Bees to battle alien moths
A billion bees are being bred in Beijing to defend the city from invading hordes of American white moths.
The billion-strong army of chouionia cunea, a tiny bee which is a natural predator of the moth, will soon be ready for release in the capital, reported the Xinhua News Agency.
White moths first arrived in China in 1979 and have now colonised six cities and provinces in the northern part of the country.
The moths are ravenous plant-eaters, and an outbreak can decimate surrounding greenery.
Each female lays up to 2,000 eggs in one go and can spawn between 30 million and 200 million offspring a year, with larvae capable of stripping a healthy tree of foliage in a matter of days.
Today the alien moths can be found in Liaoning, Hebei, Shaanxi and Shandong provinces and Tianjin, as well as Beijing, where they have begun to spread again this year, after an outbreak was successfully curbed three years ago.

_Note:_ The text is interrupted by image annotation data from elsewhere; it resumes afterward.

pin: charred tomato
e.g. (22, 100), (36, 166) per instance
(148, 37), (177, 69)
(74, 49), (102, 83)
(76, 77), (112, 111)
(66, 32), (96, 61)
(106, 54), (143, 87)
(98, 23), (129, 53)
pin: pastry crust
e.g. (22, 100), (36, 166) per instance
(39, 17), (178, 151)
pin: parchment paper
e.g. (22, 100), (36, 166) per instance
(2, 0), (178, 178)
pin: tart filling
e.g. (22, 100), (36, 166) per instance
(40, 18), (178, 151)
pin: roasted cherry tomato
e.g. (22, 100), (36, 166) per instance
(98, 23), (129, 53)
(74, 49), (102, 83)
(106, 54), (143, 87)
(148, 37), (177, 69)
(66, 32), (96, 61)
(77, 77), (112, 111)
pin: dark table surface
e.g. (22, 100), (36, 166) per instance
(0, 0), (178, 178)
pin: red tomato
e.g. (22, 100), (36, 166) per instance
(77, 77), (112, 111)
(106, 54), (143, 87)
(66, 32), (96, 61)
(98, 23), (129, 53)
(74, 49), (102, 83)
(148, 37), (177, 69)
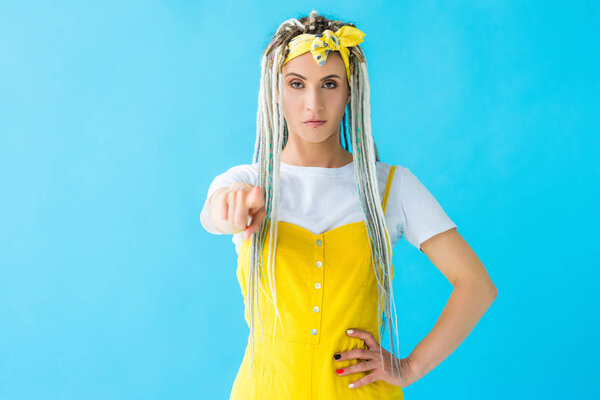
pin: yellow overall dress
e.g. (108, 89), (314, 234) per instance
(230, 166), (404, 400)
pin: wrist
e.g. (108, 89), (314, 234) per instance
(406, 356), (425, 383)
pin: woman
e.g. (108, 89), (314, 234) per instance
(201, 11), (497, 399)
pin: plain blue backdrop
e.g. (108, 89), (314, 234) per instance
(0, 0), (600, 400)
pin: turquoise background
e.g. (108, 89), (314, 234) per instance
(0, 1), (600, 400)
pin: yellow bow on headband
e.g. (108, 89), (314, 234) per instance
(283, 25), (365, 86)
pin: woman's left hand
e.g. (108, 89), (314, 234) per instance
(335, 329), (414, 389)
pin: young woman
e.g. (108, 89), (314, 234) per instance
(200, 11), (497, 399)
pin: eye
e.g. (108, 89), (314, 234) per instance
(290, 81), (337, 89)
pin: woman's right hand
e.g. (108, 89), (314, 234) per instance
(211, 182), (266, 240)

On April 17 a white moth was sighted in the capital, and by May 22 researchers had received 27,890 reports of the invading insect.
But help is at hand in the form of the chouionia cunea.
"These little bees are efficient hunters and they'll have no negative effects on people, the environment or other indigenous insects," said Tao Wanqiang, head of the forest protection station of the Beijing Municipal Bureau of Parks, yesterday.
Other weapons to be used in the battle against the alien moths include spraying by planes and on the ground, insecticide lamps and the introduction of an anti-American white moth virus, said Tao.